Improper Use of Wheelchair as a Physical Restraint
Penalty
Summary
Surveyors identified a deficiency related to the facility’s failure to ensure a resident was free from physical restraints. Resident #7, admitted with diagnoses including Alzheimer’s disease, diabetes mellitus, and anxiety disorder, was documented on a recent MDS as rarely understood and dependent for ADLs except eating. The resident ambulated independently on the unit without an assistive device and had documented verbal and other behaviors occurring one to three days during the look-back period. The care plan noted the resident had potential to be physically aggressive, chase staff, throw objects, and be combative with care, with interventions such as offering choices, administering medications as ordered, and intervening early when agitation occurred. During an observation and interview, Resident #7 was found sitting in a chair with the right arm of the chair positioned against the nursing station and a wheelchair placed directly in front of him. The left arm of the wheelchair was also against the nursing station, and both wheelchair wheels were locked, creating a barrier that appeared to restrain the resident, who was sleeping with his knees touching the locked wheelchair. An LPN confirmed both wheelchair wheels were locked and that the wheelchair should not have been placed in front of the resident.
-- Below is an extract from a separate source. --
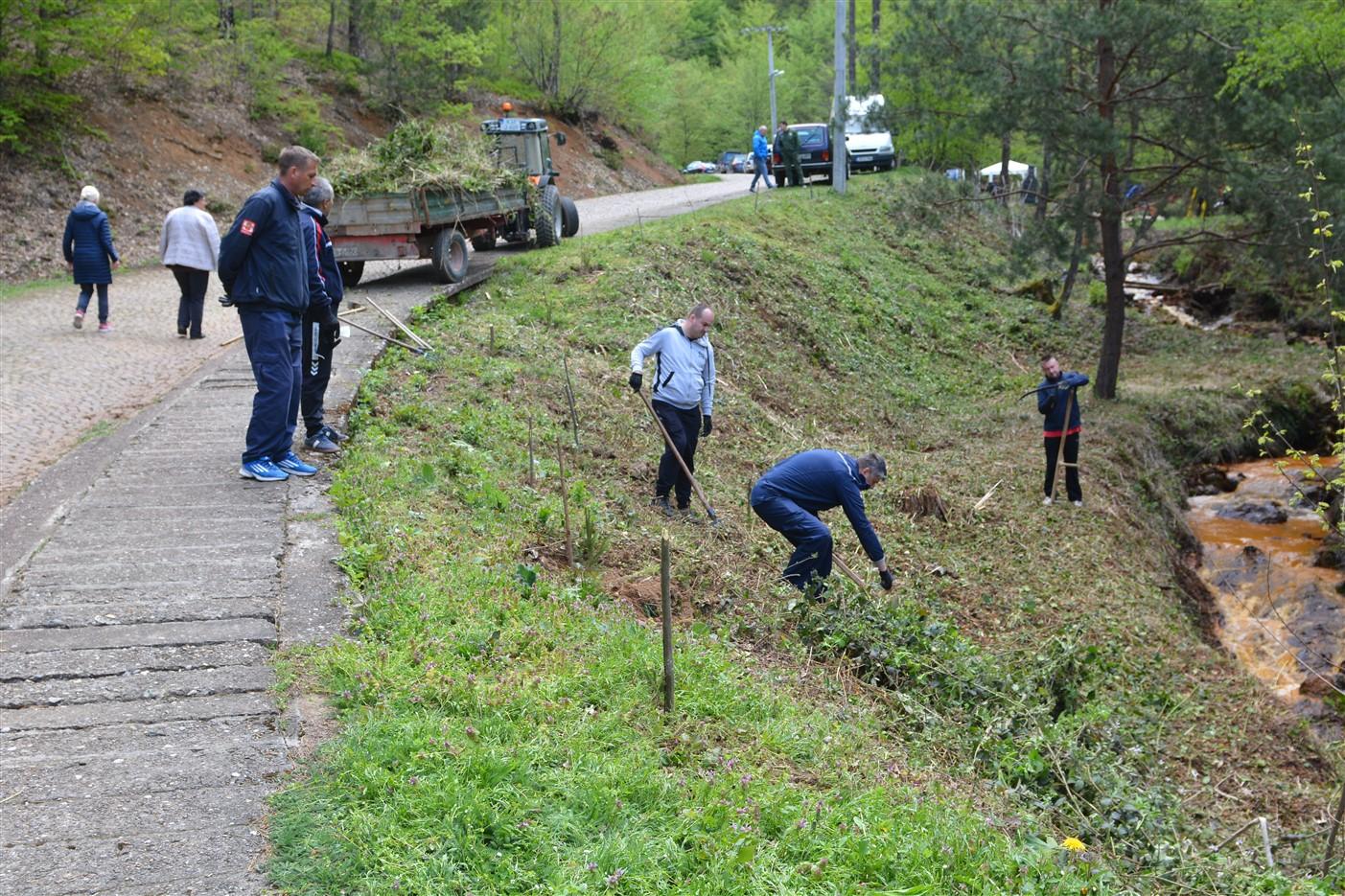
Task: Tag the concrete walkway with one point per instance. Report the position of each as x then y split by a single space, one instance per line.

A CNA reported she had placed the wheelchair there in preparation to get the resident up for lunch, was unable to transfer him, and left the wheelchair in that position, acknowledging it was wrong to keep it there. The facility’s physical restraint policy stated that physical restraints are not used except when alternatives are not appropriate or effective for treating a medical symptom and defined physical restraints as any device attached or adjacent to the body that the individual cannot easily remove and that restricts freedom of movement or access to the body.